Our government suffers from a naivete with some of its plans to resuscitate the economy which consumers simply cannot afford. To be more specific, the current administration needs to come to terms with the fact that business practices are dictated by laws and potential for profit. Businesses cannot, and should not, be counted on to change their policies out of the goodness of their hearts.
Last March, the Obama administration put into place its Mortgage Relief Plan to help homeowners stay out of foreclosure by urging banks to institute loan modifications for borrowers. Renegotiation of their loans would allow borrowers to make payments on a more affordable rate, allowing them, in theory, to keep homes that would otherwise go into foreclosure. Since its launch last March, the plan has provided permanent loan modifications to only 4% of those who have attempted to sign up. Lenders like Bank of America have helped only .06% of the people who’ve requested a modification.
Banks explain the poor performance of the Mortgage Relief Plan as a lack of responsiveness on the part of the borrowers. They offer that most people who sign up for the program have failed to file the lack of necessary paperwork that would give them the chance to renegotiate the loans. Its hard to imagine, however, that of the ~160,000 Bank of America customers who signed up for assistance through the program last month, only 98 of them were concerned enough with monthly payments, which they could not afford, to make sure they’d gotten in all the necessary paperwork. Even the most successful lender, GMAC, only renegotiated 7,600 loans into a permanent modification.

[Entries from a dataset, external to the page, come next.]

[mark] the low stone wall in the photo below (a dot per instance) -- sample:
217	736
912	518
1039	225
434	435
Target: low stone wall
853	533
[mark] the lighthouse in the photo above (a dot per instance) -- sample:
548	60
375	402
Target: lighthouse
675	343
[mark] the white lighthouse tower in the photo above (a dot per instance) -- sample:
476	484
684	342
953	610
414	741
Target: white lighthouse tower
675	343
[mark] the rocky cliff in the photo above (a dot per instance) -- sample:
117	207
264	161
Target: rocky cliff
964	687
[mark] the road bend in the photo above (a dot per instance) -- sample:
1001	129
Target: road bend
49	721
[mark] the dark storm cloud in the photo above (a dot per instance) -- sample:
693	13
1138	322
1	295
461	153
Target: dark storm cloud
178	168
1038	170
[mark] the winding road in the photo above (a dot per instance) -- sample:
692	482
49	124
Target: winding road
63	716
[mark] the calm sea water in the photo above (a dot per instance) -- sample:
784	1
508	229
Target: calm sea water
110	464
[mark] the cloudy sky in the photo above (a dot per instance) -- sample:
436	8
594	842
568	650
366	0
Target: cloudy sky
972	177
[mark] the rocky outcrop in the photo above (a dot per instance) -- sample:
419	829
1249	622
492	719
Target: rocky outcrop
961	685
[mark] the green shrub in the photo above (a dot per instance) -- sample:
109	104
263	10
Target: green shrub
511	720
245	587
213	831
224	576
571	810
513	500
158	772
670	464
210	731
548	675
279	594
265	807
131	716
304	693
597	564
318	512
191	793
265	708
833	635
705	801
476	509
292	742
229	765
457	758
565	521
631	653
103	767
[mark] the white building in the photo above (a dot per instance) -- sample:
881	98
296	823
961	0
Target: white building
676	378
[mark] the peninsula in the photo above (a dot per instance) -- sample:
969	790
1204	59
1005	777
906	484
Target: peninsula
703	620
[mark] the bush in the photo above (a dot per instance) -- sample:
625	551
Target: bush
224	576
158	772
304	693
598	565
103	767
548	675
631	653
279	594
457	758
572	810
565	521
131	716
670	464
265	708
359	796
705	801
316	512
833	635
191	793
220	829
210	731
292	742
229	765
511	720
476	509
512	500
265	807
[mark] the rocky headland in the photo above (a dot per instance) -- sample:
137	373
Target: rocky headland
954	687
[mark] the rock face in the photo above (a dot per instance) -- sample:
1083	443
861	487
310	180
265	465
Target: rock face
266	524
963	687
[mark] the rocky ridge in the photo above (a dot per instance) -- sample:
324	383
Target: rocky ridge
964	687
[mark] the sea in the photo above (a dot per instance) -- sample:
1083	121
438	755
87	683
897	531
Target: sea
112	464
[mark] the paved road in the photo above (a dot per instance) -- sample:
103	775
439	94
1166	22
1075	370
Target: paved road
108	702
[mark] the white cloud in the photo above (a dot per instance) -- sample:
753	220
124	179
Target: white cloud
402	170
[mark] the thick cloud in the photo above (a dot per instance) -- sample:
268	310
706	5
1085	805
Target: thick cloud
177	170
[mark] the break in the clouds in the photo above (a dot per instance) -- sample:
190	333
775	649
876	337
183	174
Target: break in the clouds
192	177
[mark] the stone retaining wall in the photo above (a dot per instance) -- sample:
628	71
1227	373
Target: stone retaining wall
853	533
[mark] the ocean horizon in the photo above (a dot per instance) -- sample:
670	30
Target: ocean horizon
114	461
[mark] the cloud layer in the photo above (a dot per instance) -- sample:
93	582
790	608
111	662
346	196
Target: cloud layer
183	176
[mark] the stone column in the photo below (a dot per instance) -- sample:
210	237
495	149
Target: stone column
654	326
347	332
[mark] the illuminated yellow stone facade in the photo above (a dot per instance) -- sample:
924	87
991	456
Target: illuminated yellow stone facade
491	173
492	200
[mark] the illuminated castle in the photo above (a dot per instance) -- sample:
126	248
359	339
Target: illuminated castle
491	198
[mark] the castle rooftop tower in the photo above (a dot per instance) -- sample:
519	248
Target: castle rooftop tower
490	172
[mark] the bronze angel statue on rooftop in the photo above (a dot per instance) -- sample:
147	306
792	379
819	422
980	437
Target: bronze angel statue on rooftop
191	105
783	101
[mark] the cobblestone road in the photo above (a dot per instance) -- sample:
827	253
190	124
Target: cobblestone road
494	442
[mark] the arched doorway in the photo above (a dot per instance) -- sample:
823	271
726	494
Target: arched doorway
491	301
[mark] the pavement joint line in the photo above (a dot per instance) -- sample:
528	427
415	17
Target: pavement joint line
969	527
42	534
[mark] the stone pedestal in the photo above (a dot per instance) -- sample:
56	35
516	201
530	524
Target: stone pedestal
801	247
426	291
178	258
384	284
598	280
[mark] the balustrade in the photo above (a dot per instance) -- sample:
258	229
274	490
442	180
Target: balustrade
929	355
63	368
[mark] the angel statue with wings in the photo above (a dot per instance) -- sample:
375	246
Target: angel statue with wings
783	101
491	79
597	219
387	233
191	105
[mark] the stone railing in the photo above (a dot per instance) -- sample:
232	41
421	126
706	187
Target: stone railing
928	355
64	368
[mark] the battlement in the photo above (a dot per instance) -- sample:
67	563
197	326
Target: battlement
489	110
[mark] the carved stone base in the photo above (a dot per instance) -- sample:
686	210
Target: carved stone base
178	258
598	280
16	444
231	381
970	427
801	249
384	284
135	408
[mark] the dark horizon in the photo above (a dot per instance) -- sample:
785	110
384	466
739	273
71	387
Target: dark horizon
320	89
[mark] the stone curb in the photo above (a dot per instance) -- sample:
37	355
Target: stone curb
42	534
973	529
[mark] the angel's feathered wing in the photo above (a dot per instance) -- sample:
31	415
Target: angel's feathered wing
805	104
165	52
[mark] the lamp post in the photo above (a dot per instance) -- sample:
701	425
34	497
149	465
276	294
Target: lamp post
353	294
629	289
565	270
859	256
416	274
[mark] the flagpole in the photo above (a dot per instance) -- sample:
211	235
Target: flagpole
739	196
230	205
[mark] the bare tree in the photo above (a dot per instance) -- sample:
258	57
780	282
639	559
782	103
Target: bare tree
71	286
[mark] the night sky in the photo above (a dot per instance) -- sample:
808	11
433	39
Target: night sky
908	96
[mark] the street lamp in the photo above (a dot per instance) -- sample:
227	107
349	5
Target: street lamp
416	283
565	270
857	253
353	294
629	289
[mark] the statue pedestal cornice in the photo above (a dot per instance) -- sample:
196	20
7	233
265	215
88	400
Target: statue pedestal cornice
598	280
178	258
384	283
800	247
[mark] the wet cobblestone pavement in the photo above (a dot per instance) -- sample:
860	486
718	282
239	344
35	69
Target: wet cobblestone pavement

Are we to assume that people who are going to lose their houses cannot be bothered to fill out a form?
A much more likely reason for the failure of the Mortgage Relief Plan is that the loans to be renegotiated should never have been approved in the first place, and that the borrowers are too risky, financially, to lend themselves to renegotiation. Allowing these borrowers to renegotiate for better loans is, simply, bad for business especially considering that in most cases, their situation has only worsened with the recession.
Bottom line: the program is a failure. It gives false hope to homeowners who are desperate for any means by which they might keep their homes. As a result, desperate homeowners are wasting their time filling out paperwork for a program that has managed only to help 4% of the homeowners who have signed up. The Treasury department needs to acknowledge failure and either scrap the Mortgage Relief Plan or restructure it so that it can have an impact.